E poiché di sicuro tutto ciò appare illusorio utopismo occorre avvertire che l’altra via è la contesa a chi forgia l’arma più carnivora per la messa a riposo eterno dell’umanità. Oggi i mezzi per il beneficio di tutta l’umanità sono realissimi. Strana epoca: in passato, c’erano i fini ma inadeguati mezzi, oggi mezzi sovrastanti e fini tangenziali. In sostanza: vi sono alcuni mutamenti sconvolgenti nei sistemi produttivi. Un’indicazione relativa: il concepire che il profitto suscita occupazione, secondo la certezza di Adam Smith che il movente dell’interesse personale mette in azione un complesso occupazionale involontario, vale come persistenza assoluta dello spirito imprenditoriale, ma non è più sostenibile come generatore di occupazione. Il profitto sarà legato all’automazione. L’uomo è in procinto di sostituzione. Un paradossale esempio viene dalla guerra, affidata più alle armi che all’uomo.

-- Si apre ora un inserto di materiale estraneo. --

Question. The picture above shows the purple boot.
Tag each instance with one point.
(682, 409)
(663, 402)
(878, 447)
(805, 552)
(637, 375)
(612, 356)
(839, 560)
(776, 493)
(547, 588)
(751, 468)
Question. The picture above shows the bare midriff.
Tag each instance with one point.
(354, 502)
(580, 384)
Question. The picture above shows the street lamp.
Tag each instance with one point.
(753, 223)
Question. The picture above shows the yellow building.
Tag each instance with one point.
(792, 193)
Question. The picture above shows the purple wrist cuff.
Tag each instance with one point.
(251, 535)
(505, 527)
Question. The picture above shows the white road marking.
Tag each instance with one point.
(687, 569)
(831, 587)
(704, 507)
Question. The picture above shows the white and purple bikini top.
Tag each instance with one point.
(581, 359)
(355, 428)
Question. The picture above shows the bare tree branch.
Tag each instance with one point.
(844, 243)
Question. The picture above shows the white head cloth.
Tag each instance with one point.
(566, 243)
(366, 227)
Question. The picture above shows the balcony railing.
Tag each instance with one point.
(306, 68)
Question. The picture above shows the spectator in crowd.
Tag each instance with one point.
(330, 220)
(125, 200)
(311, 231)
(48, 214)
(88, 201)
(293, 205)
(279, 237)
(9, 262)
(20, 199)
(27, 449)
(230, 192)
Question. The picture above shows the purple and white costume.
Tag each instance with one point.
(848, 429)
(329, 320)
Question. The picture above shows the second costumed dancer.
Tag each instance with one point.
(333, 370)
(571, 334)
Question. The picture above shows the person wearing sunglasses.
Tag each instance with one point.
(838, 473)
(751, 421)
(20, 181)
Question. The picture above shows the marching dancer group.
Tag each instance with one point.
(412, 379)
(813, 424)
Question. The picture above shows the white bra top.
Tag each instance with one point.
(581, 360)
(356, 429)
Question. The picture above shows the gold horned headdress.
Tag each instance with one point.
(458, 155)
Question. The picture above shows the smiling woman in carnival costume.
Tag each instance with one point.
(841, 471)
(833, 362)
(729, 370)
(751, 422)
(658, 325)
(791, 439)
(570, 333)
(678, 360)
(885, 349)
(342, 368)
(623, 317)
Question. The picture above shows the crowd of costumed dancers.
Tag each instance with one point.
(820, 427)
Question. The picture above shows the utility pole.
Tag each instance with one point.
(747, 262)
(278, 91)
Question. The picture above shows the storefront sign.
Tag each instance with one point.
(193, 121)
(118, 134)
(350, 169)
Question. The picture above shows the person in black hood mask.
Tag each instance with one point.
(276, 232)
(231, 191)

Non c’è rapporto tra lavoro e produzione. Premere un pulsante fa scaturire la produzione, sicché risulterà difficilissimo stabilire la retribuzione secondo la quantità di lavoro. I tempi di lavoro, con macchinari efficientissimi, non possono restare come i precedenti. Inoltre, la produzione sarà enormemente accresciuta. Ma se vi sarà disoccupazione da ipertecnologia i consumi scemeranno. Si tratta di un’evenienza micidiale. Più produzione, meno consumo (sta già accadendo). Milioni di persone non verranno mantenuti dal lavoro e non possono essere lasciati al niente. Vi è un mutamento sistemico e i sistemi produttivi devono tener conto di queste alterazioni. Un obbligo di sguardo sociale e di soddisfazione dei bisogni senza il vecchio rapporto lavoro-salario. Il lavoro non sarà la base del salario. Sarà la produzione per i bisogni l’avvenire dei sistemi produttivi? È questo il compito di un liberismo sociale?